Abstract: We prove that the Krull dimension of the power series ring over a nonSFT domain is at least $\aleph_2$. In particular, the Krull dimension of the power series ring over the ring of algebraic integers is $\aleph_2$ and the height of $P $ is $\aleph_2$ as well for each nonzero prime ideal $P$ of the ring of algebraic integers under the Continuum Hypothesis.
A ring $D$ is called an SFT ring if for each ideal $I$ of $D$, there exists a finitely generated ideal $J$ of $D$ with $J \subseteq I$ and a positive integer $k$ such that $a^k \in J$ for all $a \in I$. A ring is nonSFT if it is not SFT.
For a cardinal number a and a ring $D$, we say that dim$(D) \geq a$ if $D$ has a chain of prime ideals with length $\geq a$. J. T. Arnold showed that if $D$ is a non-SFT ring then dim$(D) \geq \aleph_0$. Let $\mathscr{C}$ be the class of non-SFT domains.

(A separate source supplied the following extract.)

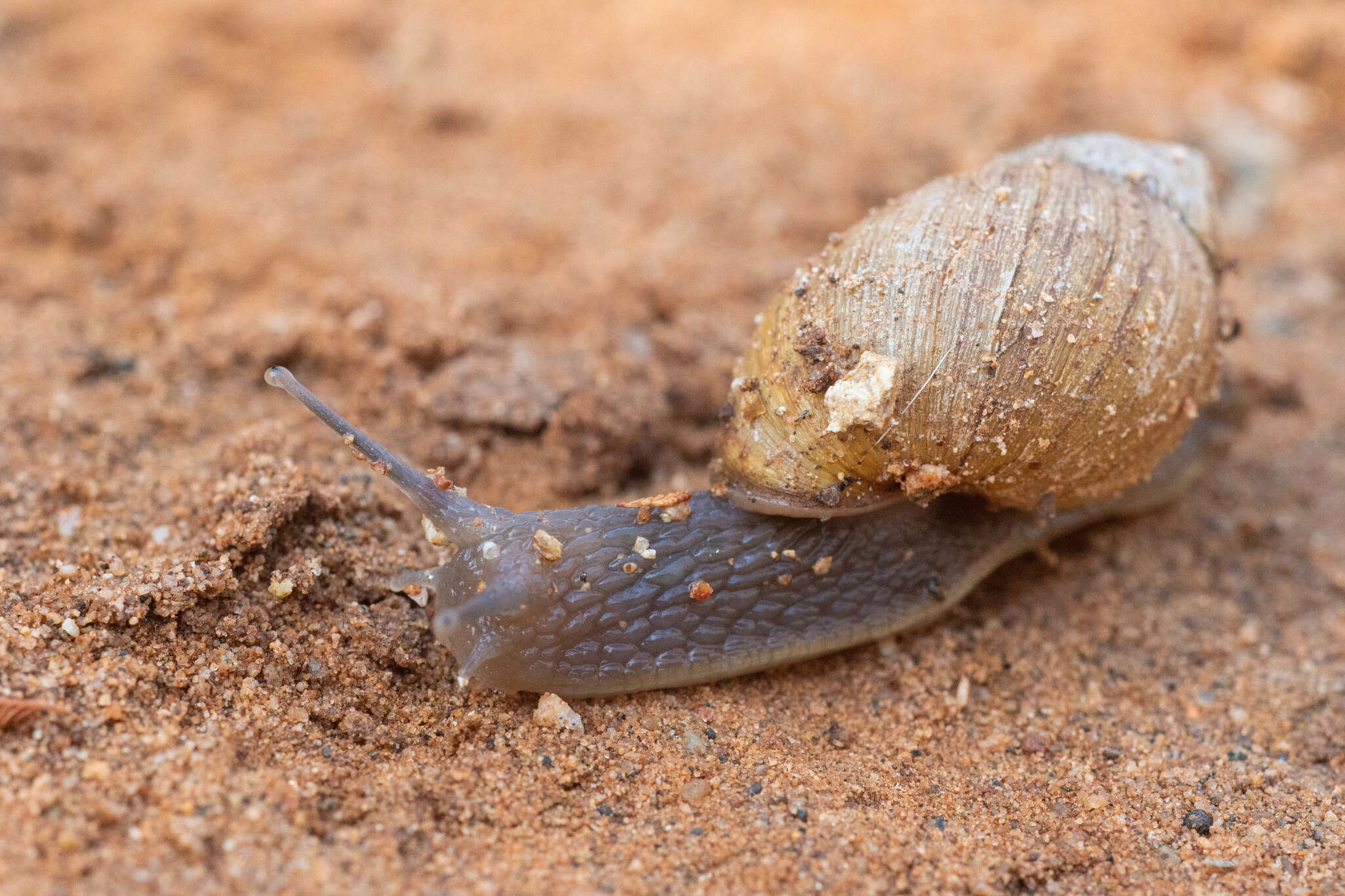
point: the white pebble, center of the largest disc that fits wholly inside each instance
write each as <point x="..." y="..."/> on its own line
<point x="66" y="522"/>
<point x="553" y="712"/>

The class $\mathscr{C}$ includes the class of finite-dimensional non-discrete valuation domains, the class of non-Noetherian almost Dedekind domains, the class of completely integrally closed domains that are not Krull domains, the class of integral domains with non-Noetherian prime spectrum, and the class of integral domains with a nonzero proper idempotent ideal. The ring of algebraic integers, the ring of integer-valued polynomials on $\mathbb{Z}$ and the ring of entire functions are also members of the class $\mathscr{C}$. In this talk we prove that dim$(D) \geq 2^{\aleph_1}$ for every $D \in \mathscr{C}$ and that under the continuum hypothesis $2^{\aleph_1}$ is the greatest lower bound of dim$(D)$ for $D \in \mathscr{C}$. On the other hand there exists a (finite dimensional) SFT domain $D$ such that dim$(D) \geq 2^{\aleph_1}$.